World

Woman Fights Off Tiger With Stick After It Kills Her Goat

Bengal tiger
An Indian Bengal tiger walks in its enclosure at the Zoological park in New Delhi, 28 January 2006. India is home to around 70 percent of the world's tiger population. Manan Vatsyayana/AFP/Getty Images

A 23-year-old Indian woman fought off a tiger armed with nothing but a stick after the animal attacked her goat.

Rupali Meshram rushed out of her home in India’s western state of Maharashtra when she heard the goat screaming in panic, only to find herself face-to-face with the largest species of big cats, the BBC reported.

But Rupali did not panic. Grabbing a nearby stick, she began hitting the tiger, which immediately turned on her. Rupali's mother Jijabhai rushed out and joined the fray, dragging her daughter back into the house. Miraculously, both only sustained minor injuries. Sadly, the goat did not survive.

Rupali took a photo of her face after the fight, in which she can be seen covered in blood. The attack happened last week, but has only just come to light. Both women were treated in hospital, and have since been discharged.

Rupali sustained superficial injuries to her head, waist, legs, and hands, while her mother was struck near the eye by the tiger. The doctor that treated them said they had shown “exemplary courage,” but noted they were lucky the tiger did not bite them, as their injuries would have been much worse.

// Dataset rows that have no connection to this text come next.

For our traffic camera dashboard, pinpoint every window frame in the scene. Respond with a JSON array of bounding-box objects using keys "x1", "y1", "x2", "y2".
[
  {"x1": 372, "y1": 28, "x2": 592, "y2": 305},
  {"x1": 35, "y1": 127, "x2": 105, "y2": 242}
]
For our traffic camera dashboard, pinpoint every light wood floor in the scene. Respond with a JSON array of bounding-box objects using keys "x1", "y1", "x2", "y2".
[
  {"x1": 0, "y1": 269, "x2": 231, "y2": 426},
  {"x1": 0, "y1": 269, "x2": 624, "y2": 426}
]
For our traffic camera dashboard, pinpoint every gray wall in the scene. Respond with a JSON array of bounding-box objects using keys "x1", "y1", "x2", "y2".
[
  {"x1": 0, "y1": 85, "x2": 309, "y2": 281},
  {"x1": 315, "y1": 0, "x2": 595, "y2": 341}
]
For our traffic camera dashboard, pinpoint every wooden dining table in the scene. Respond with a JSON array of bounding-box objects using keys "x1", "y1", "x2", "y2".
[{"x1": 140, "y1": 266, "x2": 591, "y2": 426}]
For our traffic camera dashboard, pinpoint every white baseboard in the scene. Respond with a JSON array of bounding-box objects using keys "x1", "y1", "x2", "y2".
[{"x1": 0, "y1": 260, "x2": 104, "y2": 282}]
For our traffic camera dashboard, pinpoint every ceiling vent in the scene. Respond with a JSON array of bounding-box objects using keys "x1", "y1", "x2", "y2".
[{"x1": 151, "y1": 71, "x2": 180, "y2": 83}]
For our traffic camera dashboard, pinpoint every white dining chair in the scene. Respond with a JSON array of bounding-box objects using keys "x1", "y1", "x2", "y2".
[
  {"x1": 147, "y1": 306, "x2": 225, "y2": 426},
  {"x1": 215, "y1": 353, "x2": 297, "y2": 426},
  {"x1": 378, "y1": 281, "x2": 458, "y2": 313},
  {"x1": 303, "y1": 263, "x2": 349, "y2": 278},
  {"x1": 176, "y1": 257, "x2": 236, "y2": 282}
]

“I thought my daughter was going to die,” Jijabhai told the BBC, describing her horror when she saw her Rupali facing down the ferocious predator with nothing more than a stick.

After escaping back into their home, the women called a forest guard. By the time he arrived 30 minutes later, the tiger was gone and the goat was dead.

The village where they live is close to a wildlife park, the BBC reported, meaning it is frequented by wild animals; some more dangerous than others. “I am a bit worried about returning to my village so soon after an attack like this, but I am not scared,” Rupali said.

Tigers once roamed all over the subcontinent, but conflict with human communities means they are now mostly restricted to India’s 50 tiger reserves. With protection their numbers have been growing—there were 2,226 tigers in India in 2014, up from 1,411 in 2006. The country is home to around 70% of all tigers worldwide.

Last year, a two-year old female tiger killed four people in Maharashtra state, prompting authorities to issue a shoot-to-kill order. The animal was later found dead next to an electric fence in October.

In the same month, a tiger that allegedly killed three people in Uttarakhand state was shot dead by forest guards. The killing prompted a three-hour celebration in which residents paraded through the streets holding the animal’s dead body above their heads.